Evidence? What Evidence? Files, Files, Who Has The Files?

I am very dismayed over what I am reading of late concerning the lack of files on the Gitmo detainees.

As any practicing attorney knows, whether the work is civil, criminal or transactional, there are files. Files are necessary, and indeed, crucial. Files can be stored on computers, can be hard copies bound in legal folders, or stored on disks or flash drives. And physical evidence is generally stored in boxes, bags or other containers, and tagged and logged.

The Bush Administration has been housing approximately 245 human beings at Gitmo, claiming the "evidence" is clear and convincing that these human beings are a threat to society as a whole, for the entire planet, and that in the end, the American Government will prove their guilt and justify their detention.

Um ... maybe not. Per Hilzoy over at The Washington Monthly:

Imagine my surprise, then, when I found the following, on p. 3 note: OMC-P is "Office of Military Commissions -- Prosecutions"; CITF is "Criminal Investigative Task Force"):

"7. It is important to understand that the "case files" compiled at OMC-P or developed by CITF are nothing like the investigation and case files assembled by civilian police agencies and prosecution offices, which typically follow a standardized format, include initial reports of investigation, subsequent reports compiled by investigators, and the like. Similarly, neither OMC-P nor CITF maintained any central repository for case files, any method for cataloguing and storing physical evidence, or any other system for assembling a potential case into a readily intelligible format that is the sine qua non of a successful prosecution. While no experienced prosecutor, much less one who had performed his or her duties in the fog of war, would expect that potential war crimes would be presented, at least initially, in "tidy little packages," at the time I inherited the Jawad case, Mr. Jawad had been in U.S. custody for approximately five years. It seemed reasonable to expect at the very least that after such a lengthy period of time, all available evidence would have been collected, catalogued, systemized, and evaluated thoroughly -- particularly since the suspect had been imprisoned throughout the entire time the case should have been undergoing preparation.
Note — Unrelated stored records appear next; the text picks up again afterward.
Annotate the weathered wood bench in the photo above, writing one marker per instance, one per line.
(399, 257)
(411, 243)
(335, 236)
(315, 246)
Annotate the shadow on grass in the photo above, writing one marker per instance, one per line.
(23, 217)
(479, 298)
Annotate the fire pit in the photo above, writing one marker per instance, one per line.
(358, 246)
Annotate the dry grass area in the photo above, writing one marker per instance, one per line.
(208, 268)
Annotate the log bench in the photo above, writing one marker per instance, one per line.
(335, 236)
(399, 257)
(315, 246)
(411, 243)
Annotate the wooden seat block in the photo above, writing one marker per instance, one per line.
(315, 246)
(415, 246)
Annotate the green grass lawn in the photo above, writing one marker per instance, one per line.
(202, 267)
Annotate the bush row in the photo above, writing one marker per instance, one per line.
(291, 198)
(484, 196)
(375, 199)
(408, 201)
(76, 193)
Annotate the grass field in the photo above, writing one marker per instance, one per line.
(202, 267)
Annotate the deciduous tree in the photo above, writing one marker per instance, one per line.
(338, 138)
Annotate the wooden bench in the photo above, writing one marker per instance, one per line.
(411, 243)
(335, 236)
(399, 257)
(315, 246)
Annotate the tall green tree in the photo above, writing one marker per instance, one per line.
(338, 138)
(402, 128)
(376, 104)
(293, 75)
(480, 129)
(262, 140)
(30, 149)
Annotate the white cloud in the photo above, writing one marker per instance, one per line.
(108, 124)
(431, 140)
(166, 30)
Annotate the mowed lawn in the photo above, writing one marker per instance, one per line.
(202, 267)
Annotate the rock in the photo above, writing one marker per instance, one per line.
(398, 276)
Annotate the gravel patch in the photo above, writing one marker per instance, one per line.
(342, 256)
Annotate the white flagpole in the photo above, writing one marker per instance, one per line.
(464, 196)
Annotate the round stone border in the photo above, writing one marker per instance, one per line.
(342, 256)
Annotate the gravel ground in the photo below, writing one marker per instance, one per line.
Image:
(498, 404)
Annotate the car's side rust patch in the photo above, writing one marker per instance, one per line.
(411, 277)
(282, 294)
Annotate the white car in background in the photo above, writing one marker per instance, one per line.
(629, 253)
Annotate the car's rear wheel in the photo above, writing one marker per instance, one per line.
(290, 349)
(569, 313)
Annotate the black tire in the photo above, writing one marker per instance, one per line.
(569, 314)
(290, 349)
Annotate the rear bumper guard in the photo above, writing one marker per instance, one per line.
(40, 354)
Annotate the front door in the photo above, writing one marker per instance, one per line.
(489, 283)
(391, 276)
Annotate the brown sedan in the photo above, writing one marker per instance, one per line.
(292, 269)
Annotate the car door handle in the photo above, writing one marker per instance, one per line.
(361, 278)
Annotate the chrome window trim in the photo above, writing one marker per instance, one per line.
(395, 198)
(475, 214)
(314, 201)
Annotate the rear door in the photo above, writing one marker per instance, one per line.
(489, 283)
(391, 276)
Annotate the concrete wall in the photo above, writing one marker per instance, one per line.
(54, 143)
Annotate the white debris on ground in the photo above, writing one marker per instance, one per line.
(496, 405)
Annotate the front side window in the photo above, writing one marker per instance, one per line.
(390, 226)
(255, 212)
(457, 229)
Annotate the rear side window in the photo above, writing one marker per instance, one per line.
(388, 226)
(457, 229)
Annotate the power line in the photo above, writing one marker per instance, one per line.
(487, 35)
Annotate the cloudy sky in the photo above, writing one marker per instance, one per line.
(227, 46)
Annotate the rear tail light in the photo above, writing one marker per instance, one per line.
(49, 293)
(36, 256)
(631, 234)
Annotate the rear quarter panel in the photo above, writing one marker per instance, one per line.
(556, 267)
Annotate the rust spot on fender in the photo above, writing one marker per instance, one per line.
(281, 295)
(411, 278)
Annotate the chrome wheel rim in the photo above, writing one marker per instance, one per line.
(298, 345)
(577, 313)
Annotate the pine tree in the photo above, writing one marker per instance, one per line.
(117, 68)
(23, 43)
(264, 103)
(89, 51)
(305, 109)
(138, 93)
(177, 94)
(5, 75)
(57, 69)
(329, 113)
8. Instead, to the shock of my professional sensibilities, I discovered that the evidence, such as it was, remained scattered throughout an incomprehensible labyrinth of databases primarily under the control of CITF, or strewn throughout the prosecution offices in desk drawers, bookcases packed with vaguely-labeled plastic containers, or even simply piled on the tops of desks vacated by prosecutors who had departed the Commissions for other assignments. I further discovered that most physical evidence that had been collected had either disappeared or had been stored in locations that no one with any tenure at, or institutional knowledge of, the Commissions could identify with any degree of specificity or certainty. The state of disarray was so extensive that I later learned, as described below, that crucial physical evidence and other documents relevant to both the prosecution and the defense had been tossed into a locker located at Guantanamo and promptly forgotten. Although it took me a number of months -- so extensive was the lack of any discernable organization, and so difficult was it for me to accept that the US military could have failed so miserably in six years of effort -- I began to entertain my first, developing doubts about the propriety of attempting to prosecute Mr. Jawad without any assurance that through the exercise of due diligence I could collect and organize the evidence in a manner that would meet our common professional obligations."
You cannot prosecute without evidence, and you cannot have evidence without files. It is patently obvious why the Bush Administration dragged their collective feet these past eight years and refused to prosecute the Gitmo detainees. There is no evidence.